China spielt in Sachen Offshoring bislang eine untergeordnete Rolle. Einer Studie von Deutsche Bank Research zufolge erzielt das Land nur drei Prozent seiner Exporterlöse mit IT- oder IT-basierenden Dienstleistungen. Zum Vergleich: In Indien sind es 26 Prozent.

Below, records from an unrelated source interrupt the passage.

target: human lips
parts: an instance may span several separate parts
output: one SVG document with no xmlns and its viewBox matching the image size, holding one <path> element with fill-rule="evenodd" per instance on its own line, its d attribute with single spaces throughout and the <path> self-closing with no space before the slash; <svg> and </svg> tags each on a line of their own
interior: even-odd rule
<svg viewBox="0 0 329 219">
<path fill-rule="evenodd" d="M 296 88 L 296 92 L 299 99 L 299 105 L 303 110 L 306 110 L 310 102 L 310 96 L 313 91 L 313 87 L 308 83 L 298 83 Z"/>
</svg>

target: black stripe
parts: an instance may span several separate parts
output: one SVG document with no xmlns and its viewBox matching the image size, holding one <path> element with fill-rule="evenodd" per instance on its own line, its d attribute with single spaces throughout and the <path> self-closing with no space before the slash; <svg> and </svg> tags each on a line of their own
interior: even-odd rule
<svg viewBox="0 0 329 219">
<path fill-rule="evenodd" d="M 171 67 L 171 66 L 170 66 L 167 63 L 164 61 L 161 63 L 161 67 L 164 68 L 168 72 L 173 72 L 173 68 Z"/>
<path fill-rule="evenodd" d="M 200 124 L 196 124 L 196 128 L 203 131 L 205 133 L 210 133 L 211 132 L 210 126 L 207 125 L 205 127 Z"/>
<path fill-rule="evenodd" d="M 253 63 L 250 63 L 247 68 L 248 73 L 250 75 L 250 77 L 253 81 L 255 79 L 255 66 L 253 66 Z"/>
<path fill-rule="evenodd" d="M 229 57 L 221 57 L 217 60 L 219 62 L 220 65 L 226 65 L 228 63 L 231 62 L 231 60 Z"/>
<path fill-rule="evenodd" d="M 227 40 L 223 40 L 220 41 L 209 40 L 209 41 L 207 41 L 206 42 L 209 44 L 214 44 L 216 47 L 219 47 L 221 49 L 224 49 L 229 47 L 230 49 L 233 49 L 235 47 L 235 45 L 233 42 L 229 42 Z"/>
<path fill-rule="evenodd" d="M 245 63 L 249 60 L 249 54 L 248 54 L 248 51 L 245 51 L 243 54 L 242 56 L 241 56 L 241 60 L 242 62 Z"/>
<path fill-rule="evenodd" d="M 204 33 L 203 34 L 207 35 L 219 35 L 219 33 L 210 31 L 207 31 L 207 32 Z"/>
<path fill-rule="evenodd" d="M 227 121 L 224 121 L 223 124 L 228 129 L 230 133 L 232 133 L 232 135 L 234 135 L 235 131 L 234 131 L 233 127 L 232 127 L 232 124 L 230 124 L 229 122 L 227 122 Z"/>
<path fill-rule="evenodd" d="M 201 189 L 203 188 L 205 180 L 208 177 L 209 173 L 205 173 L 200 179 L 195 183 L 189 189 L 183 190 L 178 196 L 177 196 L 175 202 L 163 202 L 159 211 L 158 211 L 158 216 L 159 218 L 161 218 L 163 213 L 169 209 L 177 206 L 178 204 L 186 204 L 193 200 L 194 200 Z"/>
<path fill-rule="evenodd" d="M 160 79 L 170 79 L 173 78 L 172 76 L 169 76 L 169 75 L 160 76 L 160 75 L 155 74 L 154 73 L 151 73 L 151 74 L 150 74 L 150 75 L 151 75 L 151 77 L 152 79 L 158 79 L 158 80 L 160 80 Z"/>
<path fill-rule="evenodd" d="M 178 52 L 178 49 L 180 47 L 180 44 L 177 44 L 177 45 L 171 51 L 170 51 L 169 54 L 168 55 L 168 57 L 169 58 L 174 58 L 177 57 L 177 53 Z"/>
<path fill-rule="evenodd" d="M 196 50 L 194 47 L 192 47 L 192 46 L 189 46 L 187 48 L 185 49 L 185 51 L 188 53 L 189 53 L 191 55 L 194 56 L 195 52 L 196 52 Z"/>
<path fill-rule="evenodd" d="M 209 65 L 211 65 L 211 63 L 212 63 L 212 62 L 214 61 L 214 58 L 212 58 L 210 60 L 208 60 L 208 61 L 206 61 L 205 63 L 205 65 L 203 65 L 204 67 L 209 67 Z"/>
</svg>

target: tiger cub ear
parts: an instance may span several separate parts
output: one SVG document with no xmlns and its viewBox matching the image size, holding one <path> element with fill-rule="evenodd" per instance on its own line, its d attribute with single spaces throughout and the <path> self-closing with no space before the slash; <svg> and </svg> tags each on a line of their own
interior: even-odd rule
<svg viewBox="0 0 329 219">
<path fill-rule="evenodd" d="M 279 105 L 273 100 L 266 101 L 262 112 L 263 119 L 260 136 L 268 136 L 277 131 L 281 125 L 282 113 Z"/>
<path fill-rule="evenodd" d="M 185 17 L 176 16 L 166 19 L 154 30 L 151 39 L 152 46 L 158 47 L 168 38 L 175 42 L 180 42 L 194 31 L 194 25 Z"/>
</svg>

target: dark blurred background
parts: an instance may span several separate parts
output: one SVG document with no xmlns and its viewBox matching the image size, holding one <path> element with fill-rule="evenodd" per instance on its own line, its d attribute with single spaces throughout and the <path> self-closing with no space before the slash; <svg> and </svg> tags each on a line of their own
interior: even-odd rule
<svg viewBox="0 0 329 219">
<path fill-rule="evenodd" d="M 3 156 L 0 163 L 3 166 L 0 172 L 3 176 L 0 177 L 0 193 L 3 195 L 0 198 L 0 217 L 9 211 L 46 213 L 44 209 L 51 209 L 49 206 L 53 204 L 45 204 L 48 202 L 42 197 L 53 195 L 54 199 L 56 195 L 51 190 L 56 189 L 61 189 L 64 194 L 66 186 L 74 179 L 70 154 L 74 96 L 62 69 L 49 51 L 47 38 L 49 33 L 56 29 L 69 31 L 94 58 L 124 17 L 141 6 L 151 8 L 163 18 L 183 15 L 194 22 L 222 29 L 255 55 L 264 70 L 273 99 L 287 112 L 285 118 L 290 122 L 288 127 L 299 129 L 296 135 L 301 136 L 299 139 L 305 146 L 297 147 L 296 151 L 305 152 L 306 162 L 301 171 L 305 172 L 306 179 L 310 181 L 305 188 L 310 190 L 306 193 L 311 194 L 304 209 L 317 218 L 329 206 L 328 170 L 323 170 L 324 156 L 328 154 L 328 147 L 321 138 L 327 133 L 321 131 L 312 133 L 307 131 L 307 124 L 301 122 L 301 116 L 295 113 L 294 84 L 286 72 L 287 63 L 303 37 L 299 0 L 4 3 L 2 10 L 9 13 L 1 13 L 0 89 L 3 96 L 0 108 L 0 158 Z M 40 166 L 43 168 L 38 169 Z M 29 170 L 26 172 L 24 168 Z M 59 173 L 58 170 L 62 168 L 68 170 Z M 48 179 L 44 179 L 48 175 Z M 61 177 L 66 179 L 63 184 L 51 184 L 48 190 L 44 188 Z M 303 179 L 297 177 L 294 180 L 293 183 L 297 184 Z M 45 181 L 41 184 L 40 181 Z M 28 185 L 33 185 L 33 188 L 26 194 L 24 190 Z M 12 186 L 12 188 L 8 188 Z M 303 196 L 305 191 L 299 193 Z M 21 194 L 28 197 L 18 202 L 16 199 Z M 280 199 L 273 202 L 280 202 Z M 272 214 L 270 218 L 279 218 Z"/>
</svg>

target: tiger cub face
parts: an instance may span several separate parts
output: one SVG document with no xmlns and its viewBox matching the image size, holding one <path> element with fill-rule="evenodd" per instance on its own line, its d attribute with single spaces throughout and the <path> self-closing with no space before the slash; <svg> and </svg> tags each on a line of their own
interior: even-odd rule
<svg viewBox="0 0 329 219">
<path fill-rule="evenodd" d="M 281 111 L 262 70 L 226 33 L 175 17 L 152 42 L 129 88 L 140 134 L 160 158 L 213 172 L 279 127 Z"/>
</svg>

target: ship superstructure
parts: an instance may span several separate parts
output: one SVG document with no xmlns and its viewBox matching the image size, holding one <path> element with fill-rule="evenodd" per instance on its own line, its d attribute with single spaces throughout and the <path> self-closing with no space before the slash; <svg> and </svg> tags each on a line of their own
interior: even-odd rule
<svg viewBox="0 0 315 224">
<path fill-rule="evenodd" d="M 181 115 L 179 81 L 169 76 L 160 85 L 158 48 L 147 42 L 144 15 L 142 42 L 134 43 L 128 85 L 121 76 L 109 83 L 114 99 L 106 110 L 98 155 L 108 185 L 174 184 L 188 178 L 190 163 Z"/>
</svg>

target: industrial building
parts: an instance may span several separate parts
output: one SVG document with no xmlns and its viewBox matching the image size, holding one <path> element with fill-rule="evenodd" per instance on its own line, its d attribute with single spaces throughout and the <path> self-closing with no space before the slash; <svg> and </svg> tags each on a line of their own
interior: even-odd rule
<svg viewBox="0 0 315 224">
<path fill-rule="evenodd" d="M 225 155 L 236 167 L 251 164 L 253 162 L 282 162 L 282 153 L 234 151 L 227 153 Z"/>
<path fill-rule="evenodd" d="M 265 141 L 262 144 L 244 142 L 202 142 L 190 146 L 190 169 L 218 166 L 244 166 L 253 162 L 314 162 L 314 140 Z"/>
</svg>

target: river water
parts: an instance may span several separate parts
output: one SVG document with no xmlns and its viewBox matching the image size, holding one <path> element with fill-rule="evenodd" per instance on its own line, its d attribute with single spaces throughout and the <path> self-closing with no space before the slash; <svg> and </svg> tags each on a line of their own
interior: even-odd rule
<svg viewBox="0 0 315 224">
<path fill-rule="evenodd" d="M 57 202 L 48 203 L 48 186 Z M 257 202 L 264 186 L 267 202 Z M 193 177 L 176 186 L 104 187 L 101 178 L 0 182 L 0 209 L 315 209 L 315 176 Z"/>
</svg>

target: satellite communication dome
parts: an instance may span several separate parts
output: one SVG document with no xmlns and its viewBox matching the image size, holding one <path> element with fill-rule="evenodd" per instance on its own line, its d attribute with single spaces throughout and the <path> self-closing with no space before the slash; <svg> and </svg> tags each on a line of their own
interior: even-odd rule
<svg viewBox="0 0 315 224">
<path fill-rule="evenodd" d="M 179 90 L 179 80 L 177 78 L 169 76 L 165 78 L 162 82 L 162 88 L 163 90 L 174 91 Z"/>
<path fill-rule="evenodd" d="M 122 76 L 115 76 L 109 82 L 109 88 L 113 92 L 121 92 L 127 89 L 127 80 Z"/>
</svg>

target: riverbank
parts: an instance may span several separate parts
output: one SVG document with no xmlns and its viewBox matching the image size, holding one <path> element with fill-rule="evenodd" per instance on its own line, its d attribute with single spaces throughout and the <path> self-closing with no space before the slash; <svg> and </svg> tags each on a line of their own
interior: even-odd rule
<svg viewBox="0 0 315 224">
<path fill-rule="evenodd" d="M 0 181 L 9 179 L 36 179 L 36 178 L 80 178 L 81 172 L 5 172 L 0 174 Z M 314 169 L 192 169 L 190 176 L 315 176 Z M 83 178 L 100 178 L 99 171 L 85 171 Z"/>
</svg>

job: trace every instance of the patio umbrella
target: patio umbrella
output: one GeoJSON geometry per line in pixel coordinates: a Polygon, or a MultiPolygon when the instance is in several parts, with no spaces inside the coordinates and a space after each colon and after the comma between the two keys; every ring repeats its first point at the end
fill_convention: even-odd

Die Analysten weisen jedoch darauf hin, dass China mittlerweile pro Jahr rund vier Millionen Hochschulabsolventen ausbildet. Das sind 25 Prozent mehr als noch im Jahr 2000 aus. Dabei sind zwischen 40 und 47 Prozent der Absolventen für ein wissenschaftliches Fach oder Ingenieurwesen eingeschrieben. In Europa liegt dieser Anteil nur bei 23 Prozent. Dank der Vielzahl an qualifizierten Fachkräften, der Förderung von Offshore-Initivativen durch die Regierung und der zunehmend besseren Servicequalität liegt China bereits auf Platz zwei des "Global Services Index" von A.T. Kearney. Einige Städte des Landes werden zudem davon profitieren, dass die indischen Standorte an ihre Kapazitätsgrenzen stoßen. Den Marktforschern von IDC zufolge könnte sich etwa Shanghai bis 2011 zu einem attraktiveren Standort entwickeln als Bangalore. Nach optimistischen Berechnungen von DB Resarch wird Chinas Offshore-Volumen (Business Process Outsourcing und IT) bis 2010 jährlich um 40 Prozent auf gut drei Milliarden Euro steigen. Allerdings werde der chinesische Markt dann immer noch nur einen Bruchteil des Weltmarkts ausmachen und nach wie vor deutlich hinter Indien rangieren.
Vor allem bei den Englischkenntnissen hat das Reich der Mitte noch erheblichen Nachholbedarf. Diesen Mangel sehen die Analysten die Achilles-Ferse für die chinesische IT-Offshore-Produktion. Auch die kulturellen Hürden erschweren die Entwicklung. Aus diesem Grund gehen derzeit auch mehr als die Hälfte der chinesischen Offshore-Leistungen nach Japan und Korea. Hinzu kommt, dass es in China keine richtig großen Offshorer gibt. Einer der größten Anbieter des Landes, Neusoft, hat rund 13.000 Mitarbeiter. Die indischen Branchenriesen TCS, Infosys und Wipro beschäftigen zwischen 75.000 und 110.000 Leute. Die drei größten chinesischen Anbieter haben zusammen weniger als 15 Prozent Marktanteil im Heimatland. Der Rest des Markts entfällt auf eine Vielzahl von kleinen Anbietern. Die "Big Three" Indiens vereinen dagegen etwa 46 Prozent der Exporterlöse des Subkontinents auf sich.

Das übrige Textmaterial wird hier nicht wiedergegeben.